For now, ML research and development is too complicated and frustrating for me to dedicate the time and energy to become skilled in it.

6 comments

Well that's because ML isn't really software engineering. Unfortunately, it is also software engineering as I often have to remind my colleagues coming from algebra / econometrics / statistics sides who are happy to shove all kinds of horrible code in.
What I've found in reality is that machine learning is 99% data cleaning scripts and 1% the part you're talking about. I've also seen the heavy duty statistics people writing data cleaning python scripts which probably leads to a lot of frustrations :)
I think what may be understated here is that while it’s true that ML is mostly date cleaning, data cleaning is not easy.
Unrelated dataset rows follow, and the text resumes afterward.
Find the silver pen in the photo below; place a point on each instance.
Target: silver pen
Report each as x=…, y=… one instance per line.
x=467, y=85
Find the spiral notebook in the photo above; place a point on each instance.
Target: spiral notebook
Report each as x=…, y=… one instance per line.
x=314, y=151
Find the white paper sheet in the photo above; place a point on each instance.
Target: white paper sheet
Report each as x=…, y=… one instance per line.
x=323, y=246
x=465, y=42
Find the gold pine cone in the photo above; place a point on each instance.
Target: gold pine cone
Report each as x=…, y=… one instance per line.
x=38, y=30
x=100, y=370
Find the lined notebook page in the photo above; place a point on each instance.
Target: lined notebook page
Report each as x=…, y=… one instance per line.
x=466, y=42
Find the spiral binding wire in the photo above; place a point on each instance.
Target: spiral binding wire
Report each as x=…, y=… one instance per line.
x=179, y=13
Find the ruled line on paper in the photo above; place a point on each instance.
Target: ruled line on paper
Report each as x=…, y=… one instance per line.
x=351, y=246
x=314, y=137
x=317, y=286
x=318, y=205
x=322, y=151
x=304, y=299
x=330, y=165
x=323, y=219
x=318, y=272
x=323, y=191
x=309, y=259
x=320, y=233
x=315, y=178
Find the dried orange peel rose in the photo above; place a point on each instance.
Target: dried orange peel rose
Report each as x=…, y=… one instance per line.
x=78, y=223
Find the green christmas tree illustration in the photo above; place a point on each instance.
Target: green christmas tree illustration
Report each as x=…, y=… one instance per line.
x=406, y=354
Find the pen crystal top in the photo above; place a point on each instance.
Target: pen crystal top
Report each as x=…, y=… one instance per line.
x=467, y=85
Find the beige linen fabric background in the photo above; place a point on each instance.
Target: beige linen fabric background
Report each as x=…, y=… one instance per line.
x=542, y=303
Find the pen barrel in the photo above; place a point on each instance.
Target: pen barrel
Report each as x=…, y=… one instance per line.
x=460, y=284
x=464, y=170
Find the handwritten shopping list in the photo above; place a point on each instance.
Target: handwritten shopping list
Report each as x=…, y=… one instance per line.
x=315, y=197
There are a million little decisions made and it’s rarely clear which ones are most effective. Experimenting with various techniques is great but the iteration times and cost are usually too high to try more than a small handful of approaches.
> 96% example code with modifications hacked in to make it work.

This is 96% of how ML is used in practice by companies. Most parameter optimization should be automated by whatever library you’re using, beyond basic sanity checking. The challenging parts are creating high-quality training data and deploying the models efficiently at scale.

I'd be surprised if it doesn't suffer the same fate as graphics programming. The lower level stuff is what brings in a lot of talent but the producers often have little knowledge of how things work but just wire together some libraries in a GUI.
It’s not programming, it’s applied math. I found it useful to go through the derivations of back propagation in understanding what’s going on.

I’d be interested to know what the next thing to read or do is if you comfortable with entry level ML.

I have done ML R&D for I guess 7 years now. It doesn’t get easier. You just get used to it.
I don't think it's as complicated as it might seem, if you break it down.

I think the real blocker is time; modern software devs are expected to be across the whole stack. You can't have one person write your backend, frontend, infra, db admin, build ml architecture, train model, etc. It's just too much.

It's just specialising really, wide and shallow vs narrow but deep domains. Forefront of ML stuff requires researchers specialised in that domain, same as any I guess.